# Snarky with other dogs



## Stacey (Oct 30, 2012)

My female Vizsla (1.5 years) has recently (last two months) become snarky with dogs she doesn't know. I was very diligent to socialize her well when she was a puppy to try and prevent this behaviour. If other dogs sniff her too long she starts to show her teeth and growel. Dogs she knows she has no issues with. I always address the behaviour by telling her "bad girl" but this isn't working. Any suggestions on how to rectify the issue?


----------



## marathonman (Jan 15, 2013)

Sounds like she's letting the strange dog know her boundaries. I think it's up to you to avoid prolonged situations. Are the dogs on or off leash when this is happening? If on leash you should just do a quick pass and then keep moving. Really, the same works for off leash.


----------



## redbirddog (Apr 23, 2010)

Stacey,

*Too long* is the key word. A quick "hi, how are you?" sniff is acceptable for a female. 

More than that and your girl has every right to her personal space and to tell the other dog "ENOUGH" in no uncertain terms. Dogs get it quick enough. Quicker than human males. ??? 
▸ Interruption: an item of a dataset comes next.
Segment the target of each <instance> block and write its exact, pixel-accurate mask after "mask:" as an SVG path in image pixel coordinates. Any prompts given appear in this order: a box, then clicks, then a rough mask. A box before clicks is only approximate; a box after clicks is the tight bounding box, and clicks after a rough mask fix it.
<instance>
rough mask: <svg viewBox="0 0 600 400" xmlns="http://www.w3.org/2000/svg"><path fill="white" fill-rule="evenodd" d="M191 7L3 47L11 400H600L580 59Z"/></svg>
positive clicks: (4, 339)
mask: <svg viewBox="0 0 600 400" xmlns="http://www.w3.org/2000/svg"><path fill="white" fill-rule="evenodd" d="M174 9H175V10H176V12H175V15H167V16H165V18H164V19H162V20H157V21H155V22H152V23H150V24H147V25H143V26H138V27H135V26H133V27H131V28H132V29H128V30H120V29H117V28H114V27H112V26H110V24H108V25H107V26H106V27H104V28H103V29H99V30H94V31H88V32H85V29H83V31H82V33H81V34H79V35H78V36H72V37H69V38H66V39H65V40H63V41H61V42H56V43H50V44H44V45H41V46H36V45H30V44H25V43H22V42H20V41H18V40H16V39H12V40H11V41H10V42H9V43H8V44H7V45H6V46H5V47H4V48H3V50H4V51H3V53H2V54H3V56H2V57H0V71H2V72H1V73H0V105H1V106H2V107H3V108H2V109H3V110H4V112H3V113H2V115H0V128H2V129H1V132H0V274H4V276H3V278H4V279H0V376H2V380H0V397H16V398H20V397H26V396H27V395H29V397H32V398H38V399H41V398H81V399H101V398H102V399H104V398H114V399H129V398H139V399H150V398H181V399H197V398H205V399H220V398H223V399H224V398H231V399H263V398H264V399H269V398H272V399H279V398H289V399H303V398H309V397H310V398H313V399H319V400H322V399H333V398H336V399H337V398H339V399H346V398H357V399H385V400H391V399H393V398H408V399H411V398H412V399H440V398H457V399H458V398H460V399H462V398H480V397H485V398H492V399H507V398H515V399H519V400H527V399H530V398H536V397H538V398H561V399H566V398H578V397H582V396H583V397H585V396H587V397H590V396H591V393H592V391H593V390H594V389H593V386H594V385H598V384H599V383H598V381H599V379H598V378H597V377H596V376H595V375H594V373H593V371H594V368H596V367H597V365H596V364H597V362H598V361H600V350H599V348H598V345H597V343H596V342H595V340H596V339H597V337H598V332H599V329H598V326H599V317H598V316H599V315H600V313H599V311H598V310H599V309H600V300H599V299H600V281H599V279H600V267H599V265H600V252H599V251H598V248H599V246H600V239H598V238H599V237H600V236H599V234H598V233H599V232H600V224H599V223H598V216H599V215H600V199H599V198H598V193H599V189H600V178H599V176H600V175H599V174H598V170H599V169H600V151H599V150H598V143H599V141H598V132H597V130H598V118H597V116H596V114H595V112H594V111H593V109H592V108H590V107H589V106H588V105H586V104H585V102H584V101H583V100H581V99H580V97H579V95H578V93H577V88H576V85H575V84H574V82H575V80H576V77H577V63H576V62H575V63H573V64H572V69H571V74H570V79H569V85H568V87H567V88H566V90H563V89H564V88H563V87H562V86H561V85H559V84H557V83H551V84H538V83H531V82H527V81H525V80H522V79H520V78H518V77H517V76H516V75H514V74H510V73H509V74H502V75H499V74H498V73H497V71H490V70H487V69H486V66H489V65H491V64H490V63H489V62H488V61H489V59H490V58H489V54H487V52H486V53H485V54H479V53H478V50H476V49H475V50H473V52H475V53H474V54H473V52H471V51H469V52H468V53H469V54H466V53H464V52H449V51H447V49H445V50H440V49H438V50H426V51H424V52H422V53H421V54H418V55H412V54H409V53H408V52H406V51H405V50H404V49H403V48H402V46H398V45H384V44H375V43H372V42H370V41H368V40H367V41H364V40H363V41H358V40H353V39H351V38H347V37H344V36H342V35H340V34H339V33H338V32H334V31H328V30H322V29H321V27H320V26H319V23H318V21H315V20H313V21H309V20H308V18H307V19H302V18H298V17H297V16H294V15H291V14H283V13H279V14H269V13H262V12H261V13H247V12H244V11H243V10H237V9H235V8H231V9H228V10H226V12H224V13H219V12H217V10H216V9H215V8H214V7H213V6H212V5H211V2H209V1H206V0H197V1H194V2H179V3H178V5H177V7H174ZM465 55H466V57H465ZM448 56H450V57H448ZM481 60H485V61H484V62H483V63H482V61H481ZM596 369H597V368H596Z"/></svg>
Just keep her moving and not standing around when you can. Harder to sniff a moving target.

When I met a friend on the trail it is 1/2 minute "Hi and Bye", or "Come walk with us."

Pointers are not "stand around dogs" like labs.


RBD


----------



## MilesMom (Jun 21, 2012)

My friend's female Vizsla does this too. Anything more than 5 seconds, and the other dog will get a bark and growl. Ours have learned to give her space when it comes to sniffing.


----------



## Ozkar (Jul 4, 2011)

Not restricted to bitches either. Astro needs slow intros or the other dog ends up on it's arse. He never breaks skin, just muscles them to the ground till they get the message. Half an hour later, He'll be playing with them.

As RBD says, best intros are while walking.


----------